Na een maand of drie merkte ik dat we langzaamaan, heel voorzichtig, onze draai vonden in ons nieuwe gezinsleven. Evan begon wat beter te slapen ’s nachts en overdag, en mijn boobs waren niet per se elk 1,5 uur meer nodig. Dat was serieus al een hele verademing. Inmiddels hadden wij ook door dat het strikt aanhouden van de 3 R’s (rust, reinheid en regelmaat) zorgde voor een minder overprikkelde Evan. Stukje bij beetje konden wij zijn persoonlijke gebruiksaanwijzing lezen en schrijven. En met liefde. Er kwam meer aandacht terug voor Indy en weer een paar maanden verder was de middenweg-der-aandachtsverdeling er. Whoeii! Voordat ik ging schrijven ben ik bewust weer gaan nadenken waar voor mij het verschil lag tussen het krijgen van kind één en het krijgen van kind twee. De overgang van geen kinderen naar één kind was op z’n zachtst gezegd even wennen. Ondanks dat Indy, die zeven jaar ouder is dan Evan, super makkelijk was. We konden haar eigenlijk altijd overal mee naartoe nemen, ze sliep door toen ze zes weken oud was en van sprongetjes had ze vrij weinig last, net als het krijgen van tanden. Oké, doorkomende kiezen en de kapotte billetjes die ze had van de vele spuitluiers vond ze ook echt niet tof. Maar al met al was Indy een ‘makkelijk’ kind. Super chill. Anyway, bij het krijgen van kind één verandert je hele leven. Je moet een nieuw ritme vinden met elkaar en rekening houden met een minimensje dat afhankelijk is van jou. Maar die aardverschuiving die sommige mensen om mij heen hebben ervaren bij het krijgen van hun eerste kind heb ik niet gevoeld. Bij de komst van Evan daarentegen wel. Voor mijn gevoel hebben daar een aantal factoren een rol in gespeeld. Komen ze:
· Door de ziekteperiode van Indy tijdens mijn zwangerschap van Evan (zie eerdere blog, link in mijn bio!) was mijn focus op haar zo immens groot, geen moment week ik van haar zijde. Tijd om op adem te komen of deze focusknop even naar standje minimaal te zetten was er nauwelijks voordat Evan geboren werd. Van het één rolde ik eigenlijk in het ander, zonder het één te hebben ‘afgesloten’.

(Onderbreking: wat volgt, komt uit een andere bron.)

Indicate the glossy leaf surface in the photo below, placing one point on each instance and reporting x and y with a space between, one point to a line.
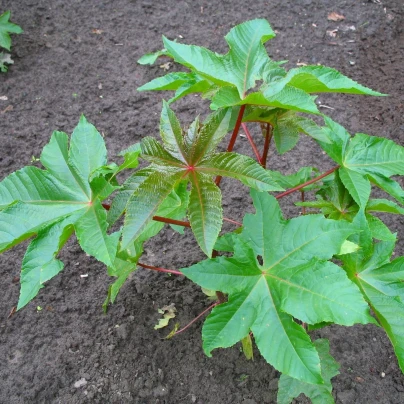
265 298
53 203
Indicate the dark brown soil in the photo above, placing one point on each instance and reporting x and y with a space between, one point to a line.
64 68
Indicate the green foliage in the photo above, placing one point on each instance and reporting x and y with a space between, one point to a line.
266 298
279 279
6 28
190 157
290 388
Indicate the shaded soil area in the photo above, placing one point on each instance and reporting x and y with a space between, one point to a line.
80 57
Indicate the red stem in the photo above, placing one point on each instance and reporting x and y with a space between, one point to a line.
299 187
169 271
250 139
268 138
197 318
233 137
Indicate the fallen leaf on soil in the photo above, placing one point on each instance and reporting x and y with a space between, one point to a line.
335 17
168 313
12 311
165 66
174 331
7 109
332 33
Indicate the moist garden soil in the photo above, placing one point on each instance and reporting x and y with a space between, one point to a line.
79 57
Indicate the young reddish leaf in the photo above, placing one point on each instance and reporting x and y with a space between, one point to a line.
205 141
171 133
144 203
290 388
243 168
205 210
293 271
154 152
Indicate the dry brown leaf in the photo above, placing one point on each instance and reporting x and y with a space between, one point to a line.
165 66
335 17
332 33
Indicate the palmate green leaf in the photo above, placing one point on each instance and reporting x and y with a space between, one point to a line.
381 283
265 298
287 126
182 83
6 28
357 185
204 142
322 79
374 155
188 157
339 138
241 67
173 207
171 133
288 97
388 185
205 210
51 203
290 388
292 180
39 263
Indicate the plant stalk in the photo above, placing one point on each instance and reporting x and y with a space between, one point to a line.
299 187
196 318
253 146
268 138
233 136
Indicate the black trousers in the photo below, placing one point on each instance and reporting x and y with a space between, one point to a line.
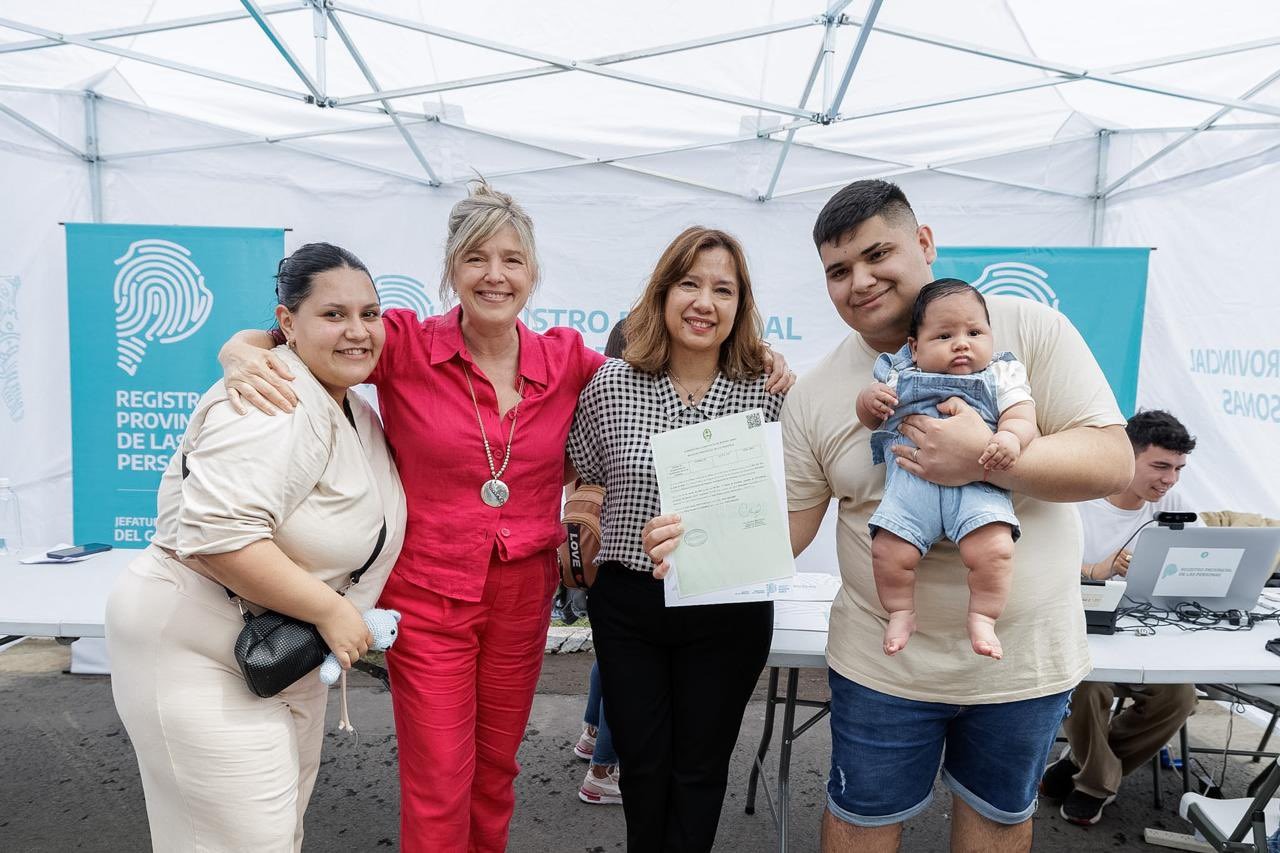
676 683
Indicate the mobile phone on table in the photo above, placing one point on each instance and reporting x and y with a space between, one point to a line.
78 551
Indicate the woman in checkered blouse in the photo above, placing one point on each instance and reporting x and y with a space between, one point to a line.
676 682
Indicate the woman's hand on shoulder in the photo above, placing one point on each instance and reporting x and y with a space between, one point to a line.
780 378
661 537
256 377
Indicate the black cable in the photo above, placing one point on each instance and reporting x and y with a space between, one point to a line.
1116 556
1189 616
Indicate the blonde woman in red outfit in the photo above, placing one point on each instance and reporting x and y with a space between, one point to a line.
478 410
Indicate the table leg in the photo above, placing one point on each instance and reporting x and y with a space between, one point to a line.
769 702
789 717
1187 758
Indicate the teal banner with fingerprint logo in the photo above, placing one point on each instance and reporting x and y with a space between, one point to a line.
149 306
1102 291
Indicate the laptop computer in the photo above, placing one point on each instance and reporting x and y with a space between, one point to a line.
1217 568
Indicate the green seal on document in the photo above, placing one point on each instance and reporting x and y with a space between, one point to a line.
696 537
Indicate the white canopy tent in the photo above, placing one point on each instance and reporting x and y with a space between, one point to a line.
1006 122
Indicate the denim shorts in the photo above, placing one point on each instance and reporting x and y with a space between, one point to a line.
922 512
886 751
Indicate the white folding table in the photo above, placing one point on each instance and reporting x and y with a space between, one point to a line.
1168 656
59 600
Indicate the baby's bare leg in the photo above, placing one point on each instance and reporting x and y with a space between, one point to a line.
988 553
894 561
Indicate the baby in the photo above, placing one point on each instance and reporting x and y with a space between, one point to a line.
949 352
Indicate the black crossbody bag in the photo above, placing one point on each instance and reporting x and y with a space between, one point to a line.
274 651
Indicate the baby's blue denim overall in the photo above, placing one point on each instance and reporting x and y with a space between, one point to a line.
917 510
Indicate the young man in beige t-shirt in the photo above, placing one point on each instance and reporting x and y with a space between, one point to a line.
895 717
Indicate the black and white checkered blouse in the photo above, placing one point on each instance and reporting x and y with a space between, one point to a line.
618 410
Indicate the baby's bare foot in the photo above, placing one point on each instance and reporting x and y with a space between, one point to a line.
982 634
901 625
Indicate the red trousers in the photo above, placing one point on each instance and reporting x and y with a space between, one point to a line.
462 684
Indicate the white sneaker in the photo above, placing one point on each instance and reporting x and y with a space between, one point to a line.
585 746
602 792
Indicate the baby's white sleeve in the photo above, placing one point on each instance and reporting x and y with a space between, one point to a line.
1011 384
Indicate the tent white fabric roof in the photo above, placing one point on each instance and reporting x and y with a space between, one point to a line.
714 95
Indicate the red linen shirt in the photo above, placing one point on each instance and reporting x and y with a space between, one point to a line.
430 424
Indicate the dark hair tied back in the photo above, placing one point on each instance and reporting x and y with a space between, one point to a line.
296 273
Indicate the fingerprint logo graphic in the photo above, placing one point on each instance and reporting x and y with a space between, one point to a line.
405 291
1014 278
10 383
160 295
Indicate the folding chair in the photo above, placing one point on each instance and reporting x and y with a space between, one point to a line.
1237 825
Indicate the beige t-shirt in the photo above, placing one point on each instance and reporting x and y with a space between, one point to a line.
1042 629
306 480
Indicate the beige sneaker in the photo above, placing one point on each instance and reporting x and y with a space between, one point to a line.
602 792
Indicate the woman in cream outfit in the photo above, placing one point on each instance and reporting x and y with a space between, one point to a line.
278 510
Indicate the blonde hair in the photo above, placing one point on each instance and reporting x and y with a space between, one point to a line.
648 349
479 217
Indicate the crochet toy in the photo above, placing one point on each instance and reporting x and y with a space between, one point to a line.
382 625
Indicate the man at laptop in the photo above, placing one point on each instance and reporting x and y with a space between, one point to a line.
1102 749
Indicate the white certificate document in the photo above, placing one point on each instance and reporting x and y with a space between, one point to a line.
726 482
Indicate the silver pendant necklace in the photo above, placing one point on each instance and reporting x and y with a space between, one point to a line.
494 492
690 393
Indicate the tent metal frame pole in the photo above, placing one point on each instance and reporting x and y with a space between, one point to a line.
1191 135
95 163
155 60
283 49
1232 128
256 140
1022 86
568 64
41 132
609 160
1100 191
859 46
612 59
142 30
826 50
1074 72
1257 155
391 110
280 141
320 32
947 167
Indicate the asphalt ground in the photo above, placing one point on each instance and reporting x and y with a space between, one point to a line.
68 778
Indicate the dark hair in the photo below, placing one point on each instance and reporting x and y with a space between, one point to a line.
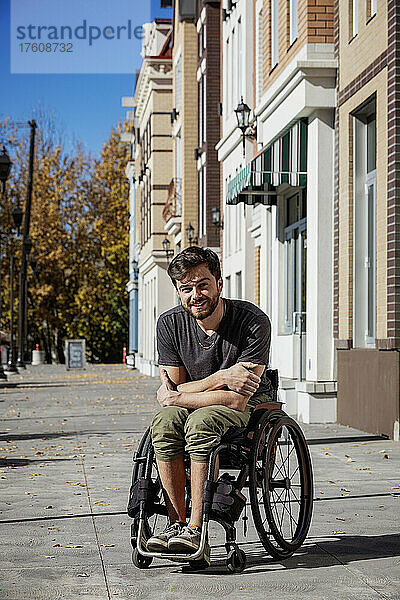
193 257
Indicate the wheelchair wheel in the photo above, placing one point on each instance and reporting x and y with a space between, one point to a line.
140 561
280 485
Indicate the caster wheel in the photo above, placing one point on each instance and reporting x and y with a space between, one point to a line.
236 560
140 561
198 565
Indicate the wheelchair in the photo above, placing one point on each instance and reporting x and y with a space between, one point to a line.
272 472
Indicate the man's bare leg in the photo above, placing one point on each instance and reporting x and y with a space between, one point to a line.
173 479
198 475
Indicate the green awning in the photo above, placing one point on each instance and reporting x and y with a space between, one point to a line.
284 161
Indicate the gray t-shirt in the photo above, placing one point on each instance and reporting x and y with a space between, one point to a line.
244 335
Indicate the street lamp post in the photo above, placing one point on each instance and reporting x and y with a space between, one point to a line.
26 248
243 122
5 168
166 244
11 367
190 234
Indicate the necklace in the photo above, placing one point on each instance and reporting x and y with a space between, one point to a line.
214 335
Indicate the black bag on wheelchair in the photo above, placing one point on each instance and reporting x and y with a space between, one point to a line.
143 490
228 502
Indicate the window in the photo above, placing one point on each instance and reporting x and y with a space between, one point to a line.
259 56
353 18
178 173
204 108
239 285
239 63
227 287
239 220
233 68
364 226
202 202
371 8
293 21
274 32
225 80
178 84
228 76
295 262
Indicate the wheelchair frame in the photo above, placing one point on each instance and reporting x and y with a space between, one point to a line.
259 441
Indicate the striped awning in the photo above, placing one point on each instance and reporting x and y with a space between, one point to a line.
284 161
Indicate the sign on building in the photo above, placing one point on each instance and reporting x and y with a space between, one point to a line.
75 354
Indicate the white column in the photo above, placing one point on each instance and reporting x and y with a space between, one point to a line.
320 168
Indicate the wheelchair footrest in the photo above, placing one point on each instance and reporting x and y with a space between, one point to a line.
227 502
143 490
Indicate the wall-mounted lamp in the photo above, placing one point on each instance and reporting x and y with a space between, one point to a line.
243 120
190 234
216 217
166 244
197 153
174 115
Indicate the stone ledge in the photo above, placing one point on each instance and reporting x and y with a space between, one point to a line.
317 387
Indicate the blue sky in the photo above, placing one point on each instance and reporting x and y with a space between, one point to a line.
86 106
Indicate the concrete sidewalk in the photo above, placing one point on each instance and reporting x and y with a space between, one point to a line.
67 440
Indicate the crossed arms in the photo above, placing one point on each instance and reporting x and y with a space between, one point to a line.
228 387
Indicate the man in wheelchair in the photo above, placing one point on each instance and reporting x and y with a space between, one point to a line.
213 353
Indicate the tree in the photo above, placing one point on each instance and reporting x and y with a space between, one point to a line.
80 234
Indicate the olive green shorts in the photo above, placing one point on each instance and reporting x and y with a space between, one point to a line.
175 430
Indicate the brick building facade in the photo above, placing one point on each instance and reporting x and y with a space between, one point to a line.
367 259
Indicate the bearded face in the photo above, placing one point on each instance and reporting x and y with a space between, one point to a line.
199 292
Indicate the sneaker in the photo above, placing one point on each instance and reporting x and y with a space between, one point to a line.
159 543
188 541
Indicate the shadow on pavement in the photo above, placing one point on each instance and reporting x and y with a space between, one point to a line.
24 462
314 555
12 437
346 440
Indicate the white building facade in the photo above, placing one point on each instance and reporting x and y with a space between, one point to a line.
278 214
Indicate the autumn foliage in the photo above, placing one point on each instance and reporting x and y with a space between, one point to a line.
80 234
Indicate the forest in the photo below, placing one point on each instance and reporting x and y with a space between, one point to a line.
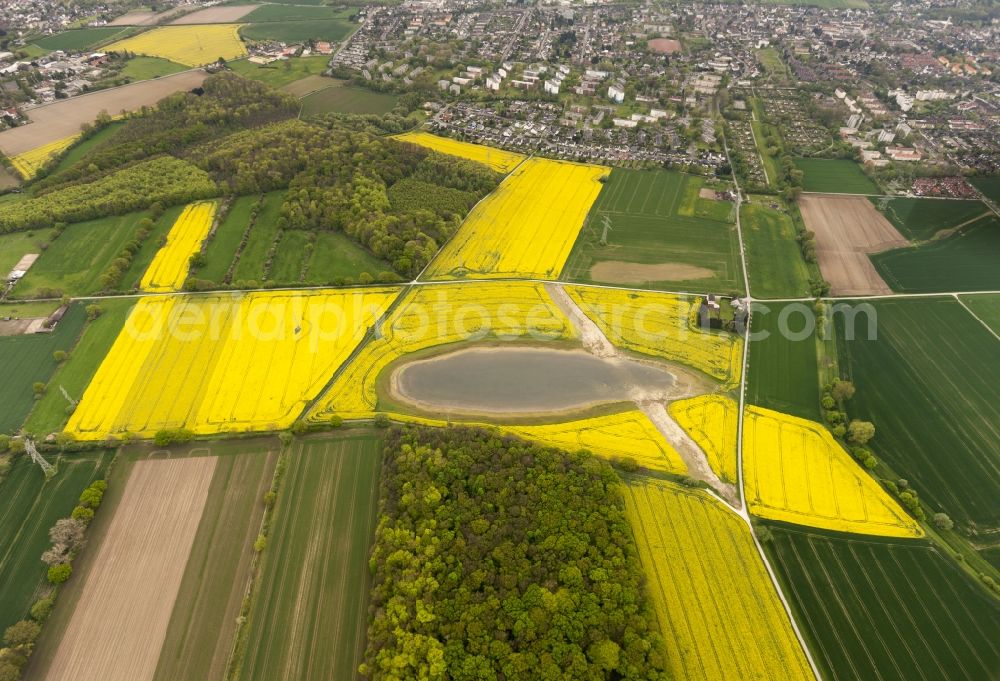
499 559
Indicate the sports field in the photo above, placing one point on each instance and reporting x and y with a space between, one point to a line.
774 259
794 471
929 383
661 325
188 45
835 176
125 602
169 268
651 229
921 219
27 359
783 370
526 228
437 315
31 506
497 159
199 638
310 617
886 609
717 608
224 363
711 421
964 261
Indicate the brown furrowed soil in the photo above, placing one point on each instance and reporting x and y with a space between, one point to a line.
63 118
120 621
847 229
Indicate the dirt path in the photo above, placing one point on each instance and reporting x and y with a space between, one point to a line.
689 450
120 622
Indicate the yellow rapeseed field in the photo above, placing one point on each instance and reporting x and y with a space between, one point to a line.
527 227
194 45
661 325
437 315
170 265
30 162
712 422
497 159
225 362
796 472
717 608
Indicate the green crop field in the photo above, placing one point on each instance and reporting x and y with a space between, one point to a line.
281 73
75 261
145 68
31 506
79 39
657 236
929 384
345 99
26 360
965 261
920 219
250 266
837 176
886 609
774 260
989 186
783 370
986 307
333 30
222 248
50 414
17 244
309 618
199 637
335 257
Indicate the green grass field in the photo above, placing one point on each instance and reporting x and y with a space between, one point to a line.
199 637
278 74
656 223
79 39
783 371
222 248
965 261
774 260
31 506
75 261
27 359
986 307
989 186
886 609
921 219
309 618
49 414
344 99
250 266
80 150
333 30
929 384
837 176
146 68
17 244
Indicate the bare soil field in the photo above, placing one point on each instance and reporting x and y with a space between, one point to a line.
120 620
226 14
847 229
145 17
61 119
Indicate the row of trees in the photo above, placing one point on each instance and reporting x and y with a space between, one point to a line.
499 559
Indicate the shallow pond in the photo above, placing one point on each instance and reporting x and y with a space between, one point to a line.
528 380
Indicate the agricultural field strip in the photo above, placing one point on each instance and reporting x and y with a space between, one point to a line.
127 599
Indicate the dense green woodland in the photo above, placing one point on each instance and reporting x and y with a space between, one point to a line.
237 136
499 559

· Bij Indy dacht ik het wiel te hebben uitgevonden. Als je één kind al deels hebt grootgebracht, is dat alleen maar een makkie bij een volgend kind. Toch? Ik vond in mijn onwetendheid toen Indy geboren was ook dat zij zich met name aan ons moest aanpassen, in plaats van wij aan haar. Zij accepteerde dat, dus dat liep verder prima. Dat zou bij een volgend kindje dan vast ook wel lukken. FAIL!
· Door mijn werk als gezinsbehandelaar toentertijd kon ik allerlei tips en trucs uit de kast trekken om het mijn baby naar zijn zin te maken. Als er iets zou zijn, zou ik dat vast snel kunnen aanpassen of oplossen. FAIL! Ja, ik heb van alles uit de kast getrokken in de hoop dat iets daarvan zou werken. Sommige tips en trucs lukten wel (soms voor heel even), maar weet je wat het grote verschil is? Die emotionele betrokkenheid. En de voedselbron die ik was van hem, plus mijn hormoonhuishouding die op zijn kop lag. Halleluja. Wát een verschil.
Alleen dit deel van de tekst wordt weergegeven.